Army team attempt to defuse wartime bomb in London
15 May 07 

http://www.mod.uk/DefenceInternet/D...eamAttemptToDefuseWartimeBombInEastLondon.htm

An Army Explosive Ordnance Disposal team are in the process of
trying to defuse a wartime bomb discovered on a building site in
East London.

The bomb, which is believed to still have a fully functioning fuse and 
to be packed with explosives, was discovered by workmen as they
were excavating the site, located at the junction of Roman Road 
and Palmer Road in Bethnal Green, on the evening of Monday 
14 May 2007.


----------



## Jaeger (May 11, 2006)

Thousands of military explosives are found on the UK mainland 
every year through excavations, building works and dredging 
operations – many are relics from the two World Wars.

Hundreds more turn up in gardens, attics and cupboards, 
on beaches or in the countryside. Caches of Second World 
War Home Guard munitions regularly turn-up having laid 
forgotten in attic rooms or outhouses for decades.

http://www.mod.uk/DefenceInternet/D...istics/MakingSureYourYearGoesWithoutABang.htm

The Royal Navy Bomb disposal deal with WW2 Mines at Sea, with 
fishing boats reguarly getting them tangled in their nets, or
WW2 mines being washed up on beaches.

The Chester Unit of 11 Army EOD, had 100 Call outs last year alone,
and they are just one of many Army units across the UK.

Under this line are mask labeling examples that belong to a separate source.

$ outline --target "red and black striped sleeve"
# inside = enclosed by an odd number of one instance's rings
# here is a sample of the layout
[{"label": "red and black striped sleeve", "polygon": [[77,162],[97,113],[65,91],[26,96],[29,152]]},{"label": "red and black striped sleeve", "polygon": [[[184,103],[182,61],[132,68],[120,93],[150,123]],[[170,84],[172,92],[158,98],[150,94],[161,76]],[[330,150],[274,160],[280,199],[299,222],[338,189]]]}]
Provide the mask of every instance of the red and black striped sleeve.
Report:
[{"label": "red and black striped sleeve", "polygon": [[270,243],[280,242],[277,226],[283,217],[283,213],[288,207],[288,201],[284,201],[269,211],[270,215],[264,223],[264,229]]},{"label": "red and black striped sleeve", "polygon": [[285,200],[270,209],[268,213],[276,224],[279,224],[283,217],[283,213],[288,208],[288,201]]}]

The RAF and the Metropolitan Police also have dedicated EOD Teams





































Terrorist Threat


----------



## Gatis (Sep 22, 2003)

In Latvian towns and cities, also in Riga it is very very common. One trail through park where I walked every day in schooltime - they found 7 large aviation bombs under it.

Happily in last years no tragic acidents with these bombs. There is special unit to be called when you find such a bomb.


----------



## eMKay (Feb 2, 2007)

kebabmonster said:


> Either we made shit bombs or dropped that many, I don't know.


LOL, yeah, those were YOUR bombs, not ours, all ours went off 

:jk:


----------



## Unionstation13 (Aug 31, 2006)

Indianapolis was in that perfect geographical location to where its never been attacked, the state has(but not by bombs) so nope, no buried bombs haha.


----------



## Gaeus (Mar 21, 2007)

I wonder if Japan is experiencing the same way as Germany? I heard bomb disposal business in Germany is a profiting business. :nuts:


----------



## melbguy (Jan 23, 2007)

Here in Melbourne all we have is at Point Nepean, where they used to find bombs all the time from WWII, and still have the area restricted. Except these are only from bombs our own Army placed there incase of a Japanese invasion (point nepean is at the mouth of the bay that Melbourne surrounds). 

But in Sydney they recently found an unexploded bomb under a house that was being renovated. When the Japanese started their invasion attempts of Sydney harbour, they bombed suburbs surrounding the harbour, many of which are unexploded and lie where they were meant to blow up.


----------



## RawLee (Jul 9, 2007)

Last time in Sziget festival a swedish guy found an anti-tank mine. He throw it away,because he's never seen or heard about WWII things lying around. He was lucky,the mechanism was stained,because it was in the Danube for a long time. Specialists said it could have killed anybody in a 50m circle,and make serious injuries in 100m
A lot of bombs,shells,ammunitions and weapons can be found in Budapest. Its a real luck that the new metro's TBM didnt run into one. Being a bomb specialist is a hard job here. Somewhere I've read that they have something to do(in Hungary) every 2nd day.


----------



## rottersclub (Oct 3, 2002)

They find them in the UK quite often in cities that were blitzed. I remember one being found in Coventry when I was a student. I think part of a road collapsed into a rubble pit and there was an Unexploded bomb in it.

The things dropped which such a force that if they didn't explode they buried themselves in the ground. I imagine there're still quite a few out there.

There's a boat in London that's in the Thames and loaded with WWII explosives.


----------



## Slartibartfas (Aug 15, 2006)

Also in Austria there are lots of bombs left. You hear every now and then about bombs that had to be detonated by security forces after being found during construction works.


----------



## hkskyline (Sep 13, 2002)

*5,000 evacuated in Italy for wartime bomb *
9 September 2008

ROME (AP) - Five thousand people are being evacuated in southern Italy after an unexploded World War II bomb was found in downtown Salerno, near Naples.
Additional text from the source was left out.